Iterator class to allow self-restarting generator expressions?

John O'Hagan mail at johnohagan.com
Mon Mar 2 04:33:14 CET 2009


On Sun, 1 Mar 2009, Mark Tolonen wrote:
> "John O'Hagan" <research at johnohagan.com> wrote in message
> news:200903011520.29405.research at johnohagan.com...
>
> > Inspired by some recent threads here about using classes to extend the
> > behaviour of iterators, I'm trying to replace some some top-level
> > functions
> > aimed at doing such things with a class.
> >
> > So far it's got a test for emptiness, a non-consuming peek-ahead method,
> > and
> > an extended next() which can return slices as well as the normal mode,
> > but one thing I'm having a little trouble with is getting generator
> > expressions
> > to restart when exhausted. This code works for generator functions:
>
> [snip code]
>
> The Python help shows the Python-equivalent code (or go to the source) for
> things like itertools.islice and itertools.icycle, which sound like what
> you are re-implementing.  It looks like to handle generators icycle saves
> the items as they are generated in another list, then uses the list to
> generate successive iterations.
>

Thanks for your reply Mark; I've looked at the itertools docs (again, this 
time I understood more of it!), but because the generators in question 
produce arbitrarily many results (which i should have mentioned), it would 
not always be practical to hold them all in memory. 

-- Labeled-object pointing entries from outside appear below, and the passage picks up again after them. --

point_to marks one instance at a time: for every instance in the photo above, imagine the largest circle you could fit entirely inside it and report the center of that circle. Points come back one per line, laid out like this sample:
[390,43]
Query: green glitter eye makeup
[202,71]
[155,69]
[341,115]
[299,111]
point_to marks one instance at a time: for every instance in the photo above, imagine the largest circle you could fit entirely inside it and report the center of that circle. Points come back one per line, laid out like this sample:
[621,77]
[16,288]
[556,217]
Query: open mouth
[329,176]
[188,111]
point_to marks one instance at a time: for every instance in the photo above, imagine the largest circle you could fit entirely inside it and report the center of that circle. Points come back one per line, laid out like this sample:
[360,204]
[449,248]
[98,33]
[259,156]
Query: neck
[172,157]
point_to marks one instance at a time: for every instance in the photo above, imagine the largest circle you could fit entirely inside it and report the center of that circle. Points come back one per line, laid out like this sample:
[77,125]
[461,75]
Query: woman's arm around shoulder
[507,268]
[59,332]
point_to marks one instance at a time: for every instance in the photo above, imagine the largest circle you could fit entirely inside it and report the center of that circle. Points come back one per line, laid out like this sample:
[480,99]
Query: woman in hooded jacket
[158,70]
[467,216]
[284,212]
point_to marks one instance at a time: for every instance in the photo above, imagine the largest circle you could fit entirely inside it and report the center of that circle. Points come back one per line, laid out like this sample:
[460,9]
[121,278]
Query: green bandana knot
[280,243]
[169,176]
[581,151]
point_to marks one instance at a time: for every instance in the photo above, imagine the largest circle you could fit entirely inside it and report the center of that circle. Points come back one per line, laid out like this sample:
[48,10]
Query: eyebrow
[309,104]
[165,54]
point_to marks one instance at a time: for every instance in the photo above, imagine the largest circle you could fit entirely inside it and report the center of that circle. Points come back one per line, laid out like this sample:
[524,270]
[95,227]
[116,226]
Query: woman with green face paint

So I've used a "buffer" instance attribute in my iterator class, which only 
holds as many items as are required by the peek(), next() and __nonzero__() 
methods, in order to minimize memory use (come to think of it, I should add a 
clear() method as well...).  

But the islice() function looks very useful and could replace some code in my  
generator functions, as could some of the ingenious recipes at the end of the 
itertools chapter. It's always good to go back to the docs!

As for restarting the iterators, it seems from other replies that I must use 
generator function calls rather than expressions in order to do that.